First of all, I am happy that Ryan is gone. He had some hits, and he had some misses, but he was NEVER going to be the guy to take us to the promised land. Someone on the radio said that giving James Jones this trial run for this season may tell us whether he's going to be a good GM or not. I can't help but notice the parallels between this situation and the way Earl Watson was hired as HC. The only difference I can see is that Jones has had a full year in the organization in an "official" front office role, which is more than you can say for Watson up until his interim tag.

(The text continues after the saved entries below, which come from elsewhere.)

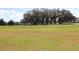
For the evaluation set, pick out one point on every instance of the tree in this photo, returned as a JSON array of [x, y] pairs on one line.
[[2, 22], [11, 22]]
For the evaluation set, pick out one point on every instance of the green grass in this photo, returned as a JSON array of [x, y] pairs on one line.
[[40, 38]]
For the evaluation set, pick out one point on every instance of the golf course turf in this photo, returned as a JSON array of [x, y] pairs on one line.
[[39, 38]]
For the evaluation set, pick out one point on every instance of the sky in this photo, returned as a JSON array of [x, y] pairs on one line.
[[14, 9]]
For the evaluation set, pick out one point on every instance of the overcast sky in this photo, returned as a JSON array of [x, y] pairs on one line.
[[14, 9]]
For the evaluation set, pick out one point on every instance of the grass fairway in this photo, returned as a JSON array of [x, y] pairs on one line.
[[39, 38]]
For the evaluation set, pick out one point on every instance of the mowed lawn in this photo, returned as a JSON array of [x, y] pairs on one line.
[[39, 38]]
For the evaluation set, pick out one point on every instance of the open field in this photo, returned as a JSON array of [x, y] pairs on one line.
[[39, 38]]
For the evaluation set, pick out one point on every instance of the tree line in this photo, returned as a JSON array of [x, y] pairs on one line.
[[44, 16]]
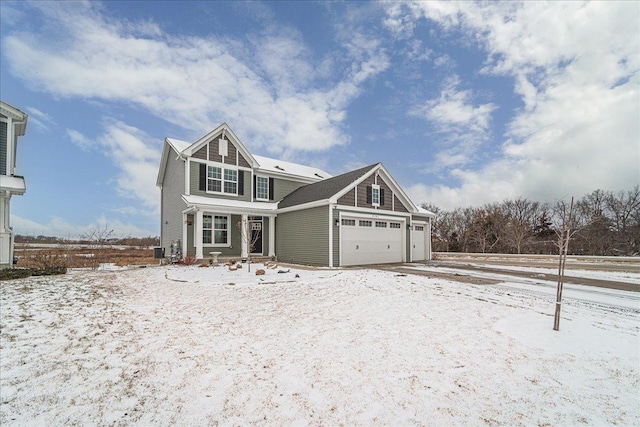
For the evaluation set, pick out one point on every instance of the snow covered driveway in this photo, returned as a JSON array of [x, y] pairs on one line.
[[205, 346]]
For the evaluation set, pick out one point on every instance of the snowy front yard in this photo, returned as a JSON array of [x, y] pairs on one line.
[[205, 346]]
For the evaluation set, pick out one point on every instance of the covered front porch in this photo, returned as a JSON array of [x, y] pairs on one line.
[[228, 228]]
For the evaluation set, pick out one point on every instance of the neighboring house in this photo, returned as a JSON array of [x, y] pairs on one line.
[[13, 124], [298, 214]]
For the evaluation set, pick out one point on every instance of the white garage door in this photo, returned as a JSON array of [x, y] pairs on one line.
[[418, 246], [370, 241]]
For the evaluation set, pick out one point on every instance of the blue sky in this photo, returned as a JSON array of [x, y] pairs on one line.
[[465, 103]]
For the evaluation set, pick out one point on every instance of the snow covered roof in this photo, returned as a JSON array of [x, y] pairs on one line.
[[280, 167], [178, 145], [233, 206], [425, 212]]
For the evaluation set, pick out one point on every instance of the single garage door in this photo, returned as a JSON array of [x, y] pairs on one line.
[[370, 241], [418, 243]]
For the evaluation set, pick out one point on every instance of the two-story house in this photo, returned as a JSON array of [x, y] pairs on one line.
[[214, 188], [13, 123]]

As for this offseason, there is some good and there is some bad. The bad really is the trading. I like Mikal Bridges, and I've been on record saying that the Miami pick wasn't as golden an asset as others have said, but we turned Zhaire Smith, the Miami pick, Brandon Knight and Marquese Chriss into Bridges, Ryan Anderson and DeAnthony Melton. Oh, and the Bridges pick was actually the Laker pick we had given up when we acquired Knight in the first place. The irony is not lost, and to me, that is a huge "x" on Ryan's record.
But I think mostly this is about where we are on the PG front. Which is, nowhere. We can't know what's happened behind the scenes, but the fact that we don't have a point guard yet is a problem. I'm also speculating, that when Sarver approved the Knight/Chriss trade, he approved it on the caveat that Ryan would soon after acquire a point guard. That obviously has not happened, and Sarver was probably already on the fence about the front office to begin with, so there's your tipping point.

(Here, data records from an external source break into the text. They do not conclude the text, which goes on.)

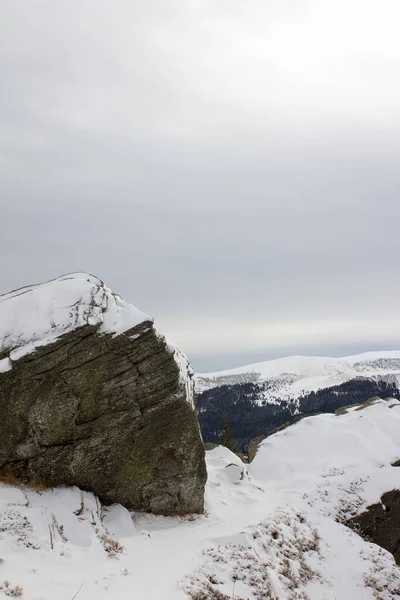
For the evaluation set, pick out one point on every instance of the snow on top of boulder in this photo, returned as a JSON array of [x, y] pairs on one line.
[[37, 315]]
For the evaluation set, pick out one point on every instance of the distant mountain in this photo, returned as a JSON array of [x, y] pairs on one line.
[[260, 397]]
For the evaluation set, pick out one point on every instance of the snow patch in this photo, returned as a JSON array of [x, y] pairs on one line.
[[38, 315]]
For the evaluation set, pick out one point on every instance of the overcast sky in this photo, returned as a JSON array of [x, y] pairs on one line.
[[230, 167]]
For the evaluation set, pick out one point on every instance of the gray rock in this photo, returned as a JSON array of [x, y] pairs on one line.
[[109, 411], [380, 523]]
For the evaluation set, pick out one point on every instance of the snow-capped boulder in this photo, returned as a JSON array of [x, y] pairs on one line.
[[92, 395]]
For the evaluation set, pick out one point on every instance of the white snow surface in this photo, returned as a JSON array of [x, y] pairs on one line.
[[289, 378], [272, 529], [37, 315]]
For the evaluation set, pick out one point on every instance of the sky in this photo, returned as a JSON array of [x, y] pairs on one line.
[[232, 167]]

A lot has been thrown at the feet of Sarver, and yes, he is definitely not our favorite person, but this was the right move for this team. Ayton and Booker aside, our scouting has been atrocious, which is supposed to be Ryan's specialty. So firing Ryan and the head scout was the right play.
A lot has also been made about the timing. A talking head on ESPN, I don't know who, made an interesting point about the timing. Hiring a GM before the draft is dicey because there is a very small window of time for whoever the new GM is to research the team enough to have good input about draft picks and even trades later in the summer. I don't know if that's a GOOD point, but it's something to think about.
And then we come to Igor. Many have been complaining about WHY would you let a GM you're going to fire hire a new coach, draft four guys, sign a free agent and make trades and THEN fire him? Well, regardless who the GM is, Igor was the right hire, IMO. He was IMO the best available coach at the time, and I have no regrets about that. Drafting Ayton was a no-brainer, and it's a good possibility that both Bridges and Okobo will work out. We got Bridges, who I think is a good player and could become Trevor Ariza sooner rather than later. The only "not great" move that I felt Ryan has made this summer was not picking up a starting-caliber point guard. Everything else I thought was fine, and in fact, last week I would have given us a B+, if not an A, for this summer's moves.
So it all boils down to the moves that Ryan DIDN'T make this offseason and his blunders of offseason's past. Justified? Yes. Bad timing? Probably.
But for the best IMO, so I'm not going to rake Sarver over the coals for this one.